Co-Authored-By: Claude Opus 4.8 &lt;noreply@anthropic.com&gt;
diff --git a/CLAUDE.md b/CLAUDE.md
@@ -147,7 +147,7 @@ If total > 10: `InvalidOperationException` at dispatch time (v4.9.1+). Before v4
 
 `ArrayView<byte>`, `ArrayView<sbyte>`, `ArrayView<short>`, `ArrayView<ushort>`, `ArrayView<Half>` (ILGPU.Half), `ArrayView<BFloat16>` (ILGPU.BFloat16) supported on all 6 backends.
 
-**Use `ILGPU.Half`, NOT `System.Half`** in kernel signatures. Implicit conversion operators exist for interop. Same for **`ILGPU.BFloat16`** (the "brain float": top 16 bits of an fp32, so fp32's full dynamic range - the ML-weights trade vs `Half`). bf16 detail: [Docs/data-type-support.md](Docs/data-type-support.md). On CUDA bf16 uses an f32-register-compute model (no native PTX bf16 arithmetic; `cvt.*.bf16` at load/store, sm_80+); the browser/OpenCL backends emulate it via the same exact bf16<->f32 + RNE conversion, byte-identical to CUDA.
+**Use `ILGPU.Half`, NOT `System.Half`** in kernel signatures. Implicit conversion operators exist for interop. Same for **`ILGPU.BFloat16`** (the "brain float": top 16 bits of an fp32, so fp32's full dynamic range - the ML-weights trade vs `Half`) and the two FP8 types **`ILGPU.Float8E4M3`** (forward/inference, no Inf, sat ±448) + **`ILGPU.Float8E5M2`** (backward/gradient, IEEE Inf/NaN). bf16/FP8 detail: [Docs/data-type-support.md](Docs/data-type-support.md). On CUDA bf16 + FP8 use an f32-register-compute model (no native PTX bf16/fp8 arithmetic); the load/store conversion is **PORTABLE bit-manipulation (basic integer ops on every CUDA arch incl. pre-Ampere)** - 4.13.0+ replaced the sm_80-only `cvt.*.bf16` shortcut that broke on older cards. The browser/OpenCL/Wasm backends emulate the same exact conversion, byte-identical to CUDA.
 
 **Per-backend implementation:**
 - **WebGPU:** Packed into `array<atomic<u32>>`. Load via atomicLoad + shift + mask. Store via atomicAnd + atomicOr (thread-safe sub-word writes). Float16 load/store calls `_f16_to_f32` / `_f32_to_f16` helpers from `WGSLEmulationLibrary.F16Functions` when `!shader-f16`; native WGSL `f16` type otherwise. `WebGPUBackend.ForceEmulatedF16` test flag forces the emulation path for verification.
@@ -208,7 +208,8 @@ var kernel = accelerator.LoadAutoGroupedStreamKernel<Index1D, ArrayView<float>>(
 | f64 native | No (emulated) | No (emulated) | Yes | Yes | Yes | Yes |
 | i64 native | No (emulated) | No (emulated) | Yes | Yes | Yes | Yes |
 | f16 native | Native or emulated** | No (emulated)*** | No (emulated) | Yes | Native or emulated**** | Yes |
-| bf16 | Emulated | Emulated | Emulated | f32-reg + native cvt (sm_80+) | Emulated | Native (managed) |
+| bf16 | Emulated | Emulated | Emulated | f32-reg + portable bit-manip (all arch) | Emulated | Native (managed) |
+| FP8 (E4M3 + E5M2) | Emulated | Emulated | Emulated | f32-reg + portable bit-manip (all arch) | Emulated | Native (managed) |
 
 *Subgroups: WebGPU requires browser support + adapter feature.

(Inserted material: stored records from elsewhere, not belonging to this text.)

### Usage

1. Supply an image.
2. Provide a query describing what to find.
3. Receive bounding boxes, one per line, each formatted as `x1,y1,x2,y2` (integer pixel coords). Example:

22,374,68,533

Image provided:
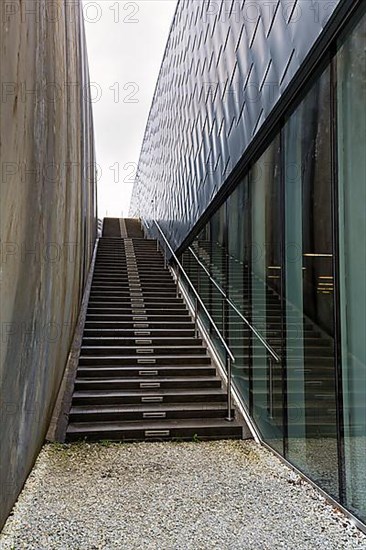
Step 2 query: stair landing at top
102,218,144,239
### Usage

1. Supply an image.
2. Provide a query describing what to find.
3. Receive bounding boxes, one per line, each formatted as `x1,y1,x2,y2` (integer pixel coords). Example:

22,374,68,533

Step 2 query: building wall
130,0,339,246
0,0,96,527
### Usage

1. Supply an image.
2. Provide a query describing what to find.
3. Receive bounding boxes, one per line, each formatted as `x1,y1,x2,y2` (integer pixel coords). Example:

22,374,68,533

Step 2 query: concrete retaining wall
0,0,96,527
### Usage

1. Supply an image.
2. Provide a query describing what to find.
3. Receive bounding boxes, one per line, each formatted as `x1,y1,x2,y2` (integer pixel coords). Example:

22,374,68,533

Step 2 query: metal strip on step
141,395,164,403
142,412,166,418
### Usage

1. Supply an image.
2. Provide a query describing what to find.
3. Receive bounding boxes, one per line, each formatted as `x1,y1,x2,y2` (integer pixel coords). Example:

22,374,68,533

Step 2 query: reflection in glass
337,10,366,521
284,69,339,497
249,136,283,453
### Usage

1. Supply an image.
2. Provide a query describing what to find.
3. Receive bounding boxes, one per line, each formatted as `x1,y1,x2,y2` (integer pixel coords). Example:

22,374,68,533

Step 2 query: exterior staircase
66,219,243,441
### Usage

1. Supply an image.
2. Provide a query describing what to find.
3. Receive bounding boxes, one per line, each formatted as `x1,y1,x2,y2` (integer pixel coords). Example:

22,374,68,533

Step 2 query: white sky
83,0,177,217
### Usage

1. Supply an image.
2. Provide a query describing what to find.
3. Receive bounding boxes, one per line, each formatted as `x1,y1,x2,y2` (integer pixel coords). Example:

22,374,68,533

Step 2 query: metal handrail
144,220,235,421
188,246,281,363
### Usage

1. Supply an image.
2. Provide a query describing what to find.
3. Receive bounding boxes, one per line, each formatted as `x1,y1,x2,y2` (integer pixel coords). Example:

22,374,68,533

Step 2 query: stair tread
73,388,226,397
67,418,241,433
70,401,227,414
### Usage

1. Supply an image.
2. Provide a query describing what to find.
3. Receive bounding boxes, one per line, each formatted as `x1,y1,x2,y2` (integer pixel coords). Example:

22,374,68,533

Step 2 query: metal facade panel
130,0,340,246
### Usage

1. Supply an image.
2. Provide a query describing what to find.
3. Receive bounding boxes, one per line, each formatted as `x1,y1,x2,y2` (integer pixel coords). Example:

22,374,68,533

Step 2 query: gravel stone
0,441,366,550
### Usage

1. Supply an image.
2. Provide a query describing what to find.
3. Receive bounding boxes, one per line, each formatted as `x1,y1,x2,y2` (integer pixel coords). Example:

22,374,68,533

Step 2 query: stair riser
81,345,207,362
75,379,221,394
78,365,216,380
67,425,242,442
72,392,227,407
79,355,210,368
69,409,232,422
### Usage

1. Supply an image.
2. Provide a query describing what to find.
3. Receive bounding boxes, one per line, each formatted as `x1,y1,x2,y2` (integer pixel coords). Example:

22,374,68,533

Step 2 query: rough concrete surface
0,0,96,527
0,441,366,550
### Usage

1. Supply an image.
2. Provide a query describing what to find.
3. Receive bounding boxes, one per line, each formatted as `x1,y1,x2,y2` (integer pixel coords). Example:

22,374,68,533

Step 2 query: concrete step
69,402,234,423
67,418,242,441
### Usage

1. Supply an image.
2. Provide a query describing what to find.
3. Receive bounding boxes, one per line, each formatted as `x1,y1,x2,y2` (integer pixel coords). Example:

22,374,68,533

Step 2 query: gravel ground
0,441,366,550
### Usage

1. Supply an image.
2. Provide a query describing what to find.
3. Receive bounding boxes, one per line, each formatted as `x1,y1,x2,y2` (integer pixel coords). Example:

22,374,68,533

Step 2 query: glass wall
283,67,339,498
249,136,283,458
183,5,366,532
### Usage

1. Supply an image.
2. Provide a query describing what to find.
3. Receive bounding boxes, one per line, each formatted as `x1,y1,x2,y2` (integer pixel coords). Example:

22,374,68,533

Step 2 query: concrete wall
0,0,96,527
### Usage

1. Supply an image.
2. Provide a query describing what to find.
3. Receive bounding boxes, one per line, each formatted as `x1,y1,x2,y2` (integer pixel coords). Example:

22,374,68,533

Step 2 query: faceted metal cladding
130,0,339,246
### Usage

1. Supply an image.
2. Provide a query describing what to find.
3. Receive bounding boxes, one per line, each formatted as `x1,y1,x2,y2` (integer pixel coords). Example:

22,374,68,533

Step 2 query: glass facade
183,8,366,522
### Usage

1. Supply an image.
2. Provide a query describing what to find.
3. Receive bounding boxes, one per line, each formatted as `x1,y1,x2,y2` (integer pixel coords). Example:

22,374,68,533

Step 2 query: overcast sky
83,0,177,217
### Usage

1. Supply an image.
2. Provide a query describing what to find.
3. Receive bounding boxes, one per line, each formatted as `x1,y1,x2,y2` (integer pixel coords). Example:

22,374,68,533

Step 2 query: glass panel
209,203,227,332
249,136,283,453
284,69,338,497
337,10,366,521
227,178,250,407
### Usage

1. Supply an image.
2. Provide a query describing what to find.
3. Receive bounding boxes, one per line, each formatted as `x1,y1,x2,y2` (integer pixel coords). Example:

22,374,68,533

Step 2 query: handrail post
268,356,273,418
226,353,234,422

OpenCL: device-dependent.
 *****Wasm subgroups are EMULATED (no hardware warps): `WarpSize = 8` (mirrors CPU), `Warp.Shuffle`/`SubWarpShuffle` lower to a shared-memory exchange (write per-lane slot → barrier → read source-lane slot) — see `WasmBackend.WasmWarpSize` + `EmitWarpShuffle` in `WasmKernelFunctionGenerator.cs`. `LaneIdx = threadIdX % WarpSize`; `WarpIdx`/`IsFirstLane` derive in IL. Algorithm-layer warp Reduce/Scan route through `WasmWarpExtensions` (also shared-memory). Verified vs the CPU oracle (`SubgroupShuffleTest`, `ReduceMinMaxTest`). Fixed 2026-06-07 (`116c789`).